Have you gone into details about what happens when an app is executed? Like what does the OS do? OS Loader, creating new process etc
the book i refered to was Modern Operating Systems by Andrew Tanenbaum. (i read a shorter earlier edition). the sample pdf's are worth looking at.
the major portions of the book i focussed on were processes and threads, inter-process communication(ipc), deadlocks, memory management, file systems. also the author had a *nix bias but wrote that win 2000 was better than linux in the design. linux is not as well structured.
in the book a more general conceptual view is provided. on processes and threads he explains why they are needed, and needs for IPC and IPC problems. Semaphores, Mutex locks, sleep and wake up, Monitors are important. similar concepts wait/sleep/interrupt are used in java api's. also a new concurreny utilities package has been added in java 1.5.
"The concurrency utility library provides powerful, high-level thread constructs, including executors, which are a thread task framework, thread safe queues, Timers, locks (including atomic ones)and other synchronization primitives."
so now you can create Semaphore s = new Semaphore(1,true); etc and work on a higher level than simple wait/sleep. is there a similar api in .net?

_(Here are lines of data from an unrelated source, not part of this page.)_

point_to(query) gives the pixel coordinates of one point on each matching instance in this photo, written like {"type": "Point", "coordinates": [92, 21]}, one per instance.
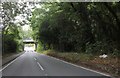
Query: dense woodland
{"type": "Point", "coordinates": [12, 32]}
{"type": "Point", "coordinates": [78, 27]}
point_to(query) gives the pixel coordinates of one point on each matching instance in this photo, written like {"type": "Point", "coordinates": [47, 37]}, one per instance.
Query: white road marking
{"type": "Point", "coordinates": [40, 66]}
{"type": "Point", "coordinates": [79, 66]}
{"type": "Point", "coordinates": [35, 59]}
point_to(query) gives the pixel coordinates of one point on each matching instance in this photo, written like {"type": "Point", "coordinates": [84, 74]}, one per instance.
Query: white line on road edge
{"type": "Point", "coordinates": [79, 66]}
{"type": "Point", "coordinates": [9, 64]}
{"type": "Point", "coordinates": [40, 66]}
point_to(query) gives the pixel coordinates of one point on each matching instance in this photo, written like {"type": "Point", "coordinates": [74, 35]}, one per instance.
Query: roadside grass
{"type": "Point", "coordinates": [109, 65]}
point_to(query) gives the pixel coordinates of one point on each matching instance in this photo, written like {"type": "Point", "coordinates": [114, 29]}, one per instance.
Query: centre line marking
{"type": "Point", "coordinates": [35, 59]}
{"type": "Point", "coordinates": [40, 66]}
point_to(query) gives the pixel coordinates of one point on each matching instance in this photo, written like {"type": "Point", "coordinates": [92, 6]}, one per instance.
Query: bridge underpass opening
{"type": "Point", "coordinates": [30, 45]}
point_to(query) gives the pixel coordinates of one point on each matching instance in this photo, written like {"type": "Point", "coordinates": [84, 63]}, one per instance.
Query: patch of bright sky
{"type": "Point", "coordinates": [25, 27]}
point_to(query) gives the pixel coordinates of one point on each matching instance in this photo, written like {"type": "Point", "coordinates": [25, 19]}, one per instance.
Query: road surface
{"type": "Point", "coordinates": [35, 64]}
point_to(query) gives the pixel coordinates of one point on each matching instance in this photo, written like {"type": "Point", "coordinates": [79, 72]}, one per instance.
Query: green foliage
{"type": "Point", "coordinates": [80, 27]}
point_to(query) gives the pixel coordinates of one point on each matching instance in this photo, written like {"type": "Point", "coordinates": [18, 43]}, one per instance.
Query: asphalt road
{"type": "Point", "coordinates": [35, 64]}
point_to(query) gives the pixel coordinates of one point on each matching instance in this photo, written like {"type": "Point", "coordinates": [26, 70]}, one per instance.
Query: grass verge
{"type": "Point", "coordinates": [110, 65]}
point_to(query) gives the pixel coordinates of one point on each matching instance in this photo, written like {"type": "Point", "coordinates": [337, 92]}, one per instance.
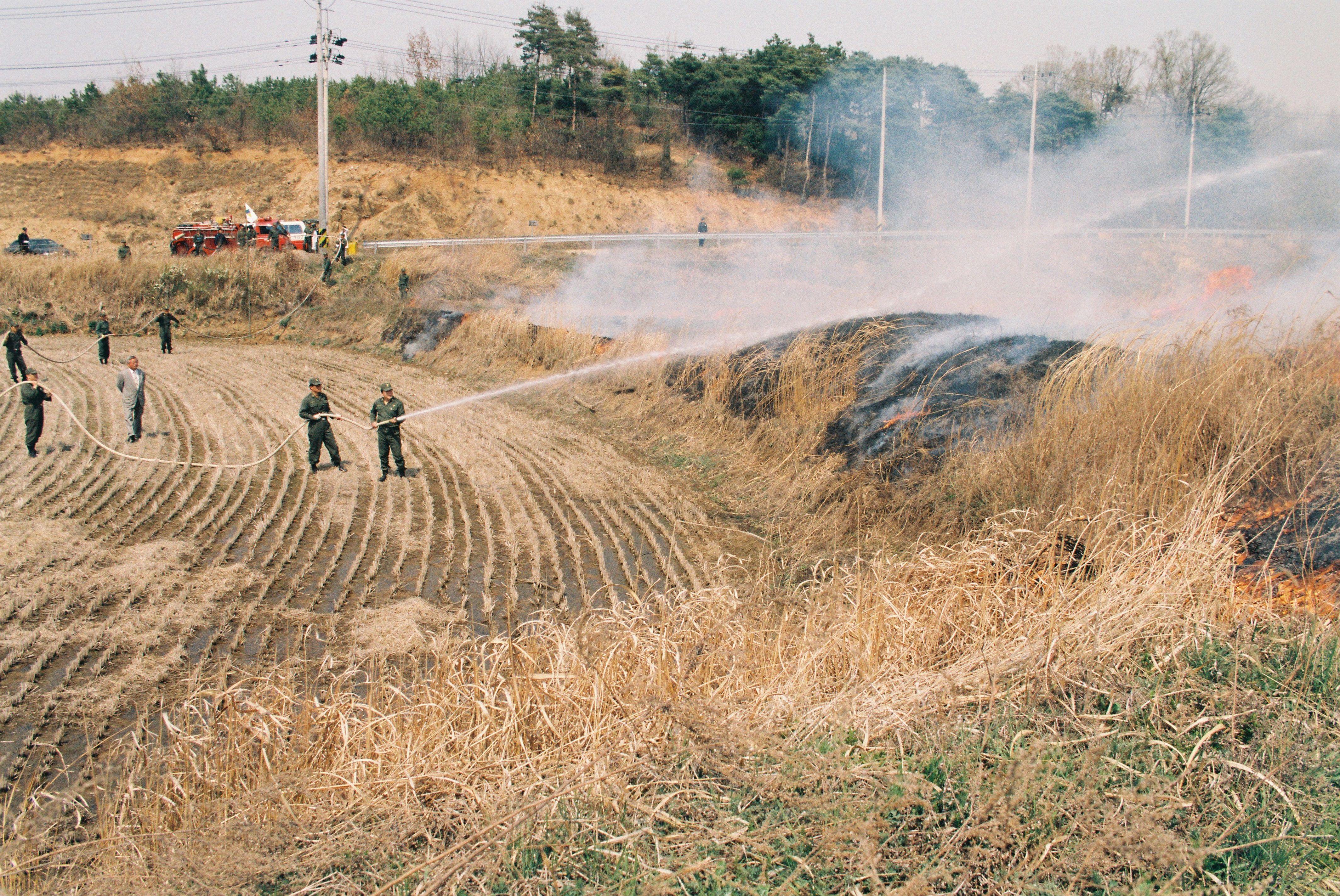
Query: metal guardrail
{"type": "Point", "coordinates": [593, 240]}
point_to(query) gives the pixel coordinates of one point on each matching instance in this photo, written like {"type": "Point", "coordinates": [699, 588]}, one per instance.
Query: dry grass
{"type": "Point", "coordinates": [656, 704]}
{"type": "Point", "coordinates": [140, 193]}
{"type": "Point", "coordinates": [939, 602]}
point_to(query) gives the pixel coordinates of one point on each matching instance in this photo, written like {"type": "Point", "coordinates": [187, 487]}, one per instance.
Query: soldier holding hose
{"type": "Point", "coordinates": [14, 343]}
{"type": "Point", "coordinates": [165, 321]}
{"type": "Point", "coordinates": [386, 417]}
{"type": "Point", "coordinates": [104, 330]}
{"type": "Point", "coordinates": [34, 414]}
{"type": "Point", "coordinates": [317, 410]}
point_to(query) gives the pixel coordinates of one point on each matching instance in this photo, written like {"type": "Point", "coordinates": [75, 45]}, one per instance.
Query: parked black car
{"type": "Point", "coordinates": [38, 245]}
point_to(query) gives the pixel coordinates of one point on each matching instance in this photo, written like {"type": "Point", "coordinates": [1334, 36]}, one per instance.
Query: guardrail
{"type": "Point", "coordinates": [593, 240]}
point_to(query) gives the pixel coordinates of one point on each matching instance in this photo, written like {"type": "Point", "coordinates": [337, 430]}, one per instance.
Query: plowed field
{"type": "Point", "coordinates": [122, 579]}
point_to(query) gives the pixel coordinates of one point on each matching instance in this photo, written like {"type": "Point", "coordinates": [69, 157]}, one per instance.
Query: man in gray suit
{"type": "Point", "coordinates": [130, 384]}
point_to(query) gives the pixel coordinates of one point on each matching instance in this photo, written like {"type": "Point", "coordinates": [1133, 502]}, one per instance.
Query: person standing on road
{"type": "Point", "coordinates": [342, 247]}
{"type": "Point", "coordinates": [165, 321]}
{"type": "Point", "coordinates": [34, 414]}
{"type": "Point", "coordinates": [130, 384]}
{"type": "Point", "coordinates": [386, 417]}
{"type": "Point", "coordinates": [14, 343]}
{"type": "Point", "coordinates": [317, 410]}
{"type": "Point", "coordinates": [104, 330]}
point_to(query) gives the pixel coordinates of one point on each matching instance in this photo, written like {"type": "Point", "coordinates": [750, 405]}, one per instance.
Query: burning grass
{"type": "Point", "coordinates": [1018, 670]}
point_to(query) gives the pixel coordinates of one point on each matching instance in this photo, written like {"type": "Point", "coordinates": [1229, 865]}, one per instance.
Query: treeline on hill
{"type": "Point", "coordinates": [799, 117]}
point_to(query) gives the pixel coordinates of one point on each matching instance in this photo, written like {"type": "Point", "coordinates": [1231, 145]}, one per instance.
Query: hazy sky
{"type": "Point", "coordinates": [1290, 49]}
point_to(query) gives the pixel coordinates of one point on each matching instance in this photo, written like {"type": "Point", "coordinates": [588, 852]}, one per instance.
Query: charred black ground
{"type": "Point", "coordinates": [927, 381]}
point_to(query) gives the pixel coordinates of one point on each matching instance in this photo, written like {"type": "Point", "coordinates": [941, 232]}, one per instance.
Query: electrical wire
{"type": "Point", "coordinates": [208, 54]}
{"type": "Point", "coordinates": [150, 7]}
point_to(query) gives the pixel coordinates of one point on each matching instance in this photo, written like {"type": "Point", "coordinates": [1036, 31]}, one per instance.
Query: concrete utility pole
{"type": "Point", "coordinates": [1032, 144]}
{"type": "Point", "coordinates": [323, 55]}
{"type": "Point", "coordinates": [1190, 169]}
{"type": "Point", "coordinates": [883, 118]}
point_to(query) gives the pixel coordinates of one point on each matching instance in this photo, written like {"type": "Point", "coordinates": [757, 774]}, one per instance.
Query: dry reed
{"type": "Point", "coordinates": [1090, 536]}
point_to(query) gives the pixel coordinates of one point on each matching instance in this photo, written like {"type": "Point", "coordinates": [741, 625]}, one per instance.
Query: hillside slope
{"type": "Point", "coordinates": [141, 193]}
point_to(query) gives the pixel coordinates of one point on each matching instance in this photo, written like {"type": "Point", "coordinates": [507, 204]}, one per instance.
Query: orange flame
{"type": "Point", "coordinates": [1232, 279]}
{"type": "Point", "coordinates": [900, 418]}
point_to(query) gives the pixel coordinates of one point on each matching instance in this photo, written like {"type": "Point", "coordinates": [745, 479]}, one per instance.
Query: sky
{"type": "Point", "coordinates": [1286, 49]}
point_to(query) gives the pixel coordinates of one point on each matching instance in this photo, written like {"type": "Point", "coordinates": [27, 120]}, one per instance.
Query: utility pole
{"type": "Point", "coordinates": [322, 39]}
{"type": "Point", "coordinates": [1190, 169]}
{"type": "Point", "coordinates": [883, 121]}
{"type": "Point", "coordinates": [323, 57]}
{"type": "Point", "coordinates": [1032, 145]}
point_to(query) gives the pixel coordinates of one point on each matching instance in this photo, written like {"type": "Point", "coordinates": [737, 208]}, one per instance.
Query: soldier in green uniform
{"type": "Point", "coordinates": [104, 330]}
{"type": "Point", "coordinates": [14, 343]}
{"type": "Point", "coordinates": [315, 409]}
{"type": "Point", "coordinates": [34, 416]}
{"type": "Point", "coordinates": [165, 321]}
{"type": "Point", "coordinates": [389, 408]}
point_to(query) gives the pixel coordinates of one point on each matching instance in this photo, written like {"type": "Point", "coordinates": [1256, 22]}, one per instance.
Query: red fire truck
{"type": "Point", "coordinates": [208, 238]}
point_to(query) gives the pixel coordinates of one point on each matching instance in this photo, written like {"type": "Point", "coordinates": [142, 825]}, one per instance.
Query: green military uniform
{"type": "Point", "coordinates": [104, 330]}
{"type": "Point", "coordinates": [165, 321]}
{"type": "Point", "coordinates": [14, 343]}
{"type": "Point", "coordinates": [34, 416]}
{"type": "Point", "coordinates": [318, 428]}
{"type": "Point", "coordinates": [389, 434]}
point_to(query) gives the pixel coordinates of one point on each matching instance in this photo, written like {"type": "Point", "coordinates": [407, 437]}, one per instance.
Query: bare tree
{"type": "Point", "coordinates": [1109, 78]}
{"type": "Point", "coordinates": [424, 61]}
{"type": "Point", "coordinates": [1103, 81]}
{"type": "Point", "coordinates": [1192, 73]}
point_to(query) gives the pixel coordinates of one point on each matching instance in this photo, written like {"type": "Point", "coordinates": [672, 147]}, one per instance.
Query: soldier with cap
{"type": "Point", "coordinates": [34, 414]}
{"type": "Point", "coordinates": [14, 343]}
{"type": "Point", "coordinates": [317, 410]}
{"type": "Point", "coordinates": [386, 417]}
{"type": "Point", "coordinates": [165, 321]}
{"type": "Point", "coordinates": [104, 330]}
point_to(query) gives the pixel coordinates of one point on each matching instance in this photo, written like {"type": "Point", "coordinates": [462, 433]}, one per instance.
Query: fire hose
{"type": "Point", "coordinates": [200, 335]}
{"type": "Point", "coordinates": [66, 361]}
{"type": "Point", "coordinates": [200, 464]}
{"type": "Point", "coordinates": [281, 319]}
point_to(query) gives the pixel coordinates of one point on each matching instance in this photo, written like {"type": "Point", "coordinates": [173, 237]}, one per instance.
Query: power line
{"type": "Point", "coordinates": [113, 10]}
{"type": "Point", "coordinates": [104, 64]}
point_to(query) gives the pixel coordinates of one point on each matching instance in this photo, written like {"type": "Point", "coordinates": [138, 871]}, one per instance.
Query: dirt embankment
{"type": "Point", "coordinates": [141, 193]}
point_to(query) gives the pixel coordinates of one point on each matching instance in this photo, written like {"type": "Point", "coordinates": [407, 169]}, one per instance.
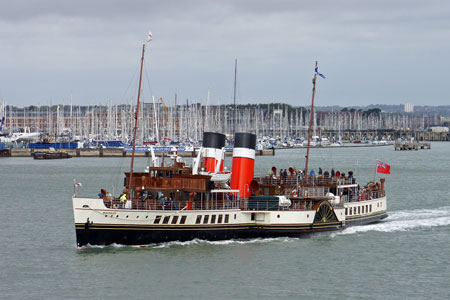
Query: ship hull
{"type": "Point", "coordinates": [105, 235]}
{"type": "Point", "coordinates": [96, 224]}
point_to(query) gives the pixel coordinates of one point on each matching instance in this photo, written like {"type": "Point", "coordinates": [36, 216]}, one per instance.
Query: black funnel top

back to the book, memory management explains why swapping, virtual memory were needed and implemented. any part you interested in, i can try to blog on. also dinesh and i flopped in the cdac test on os'es. so we're not the best at this topic. (including this so that it gets persisted .. and i remember cst2004 ).
stuff like what happens when an app is executed i cannot confirm. in linux the fork() sys call is used to spawn new processes. a parent (can be a shell) simply forks a new child process. the child process gets all the parents handles and resumes running. the first process started by the kernel is init. it has the process id (pid) 1. try $ ps -ax | head .then init spawns new child processes etc. there is also an exec() call to start a new prog. whats the difference i do not know.
executable file format if ELF. support for running ELF files has to be enabled in the kernel. so then the kernel knows what to do with an ELF binary. i just noticed that the kernel can also support MISC binaries. these include apps which need an interpreter to run, ie java, python.
so within the ELF file format it is specified as to how mem is allocated, stack heap etc.. similar stuff should be valid for exe in win.